O avanço da inserção de jornalistas na área de comunicação institucional a partir desse período foi tão grande que se tornou o principal campo de atuação do jornalista no Brasil. O Sindicato dos Jornalistas Profissionais do DF calculava, já em 1993, que metade dos 25 mil jornalistas brasileiros estavam “direta ou indiretamente relacionados com as assessorias, consultorias e planejamento de comunicação” (Sant’Anna, 1993, p. 2). E, ao contrário do que ocorria antes, quando atuavam em assessorias profissionais com experiência em redações, torna-se cada vez mais comum o jornalista sair da faculdade diretamente para uma assessoria de comunicação. [9]

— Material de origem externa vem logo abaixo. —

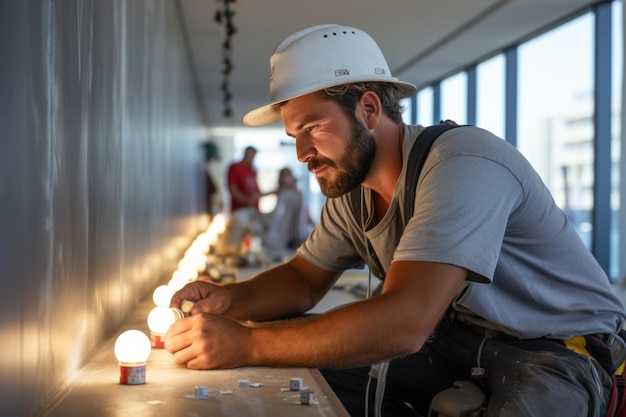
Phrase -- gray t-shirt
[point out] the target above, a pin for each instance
(479, 205)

Paralelamente à assessoria de imprensa, a produção de publicações empresariais (jornais, revistas, boletins editados por empresas não-jornalísticas) passou a ser outro grande campo de atuação dos jornalistas em empresas não-jornalísticas. Criadas no Brasil como instrumento de relações públicas a partir da experiência americana, eram utilizadas por grandes empresas sob o pretexto de divulgar as atividades da organização.

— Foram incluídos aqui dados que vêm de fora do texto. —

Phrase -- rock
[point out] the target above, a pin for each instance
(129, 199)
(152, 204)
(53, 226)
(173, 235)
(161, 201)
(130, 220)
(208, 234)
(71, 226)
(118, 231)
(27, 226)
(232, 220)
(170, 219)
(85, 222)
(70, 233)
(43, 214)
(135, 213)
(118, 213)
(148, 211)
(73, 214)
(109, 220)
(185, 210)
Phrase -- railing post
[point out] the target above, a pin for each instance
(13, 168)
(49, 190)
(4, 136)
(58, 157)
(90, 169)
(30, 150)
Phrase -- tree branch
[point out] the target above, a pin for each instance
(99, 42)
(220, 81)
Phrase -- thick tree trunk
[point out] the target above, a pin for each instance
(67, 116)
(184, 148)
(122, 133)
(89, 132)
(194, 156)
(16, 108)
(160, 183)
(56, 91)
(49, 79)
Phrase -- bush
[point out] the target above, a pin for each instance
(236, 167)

Na realidade, faziam o contraponto ao movimento operário e buscavam anular os efeitos dos veículos de divulgação dos empregados, que haviam surgido nas últimas décadas do século anterior e mostravam-se bastante eficientes em despertar a atenção dos empregados.

Os chamados house-organs [10] surgiam principalmente nos momentos de conflito entre patrões e empregados, mas passam a ser dirigidos ao público externo. Apesar disso eram feitos, na maior parte das vezes, de modo improvisado por funcionários de boa vontade, mas sem experiência no assunto. Tavares (1992) mostra que as publicações jornalísticas empresariais assumiram não apenas o papel informativo, mas a “função auxiliar para atingir objetivos mercadológicos e também de interação”. Isto passou a ocorrer mais claramente, nas grandes empresas, a partir do final da década de 1960.

Como na assessoria de imprensa, as transformações sociais, notadamente a abertura política e o surgimento de um forte movimento sindical, fazem com que as empresas necessitem estabelecer canais mais sofisticados com seus públicos, inclusive empregados. “O jornalismo empresarial tem de diminuir sua lentidão burocrática interna, aprender a ser mais veloz e transformar sua linguagem e artigos em material de genuíno interesse do público-alvo” (Luduvig, 1994, p. 29).

Assim, há investimento em profissionais e na qualidade dos produtos jornalísticos das empresas. Como conseqüência, na década de 1980 também se estabelece a profissionalização em larga escala dos produtos de comunicação empresarial a partir de modelos tradicionais da comunicação de massa (vídeos institucionais e educativos, TV e rádio internos, jornais murais, boletins, revistas).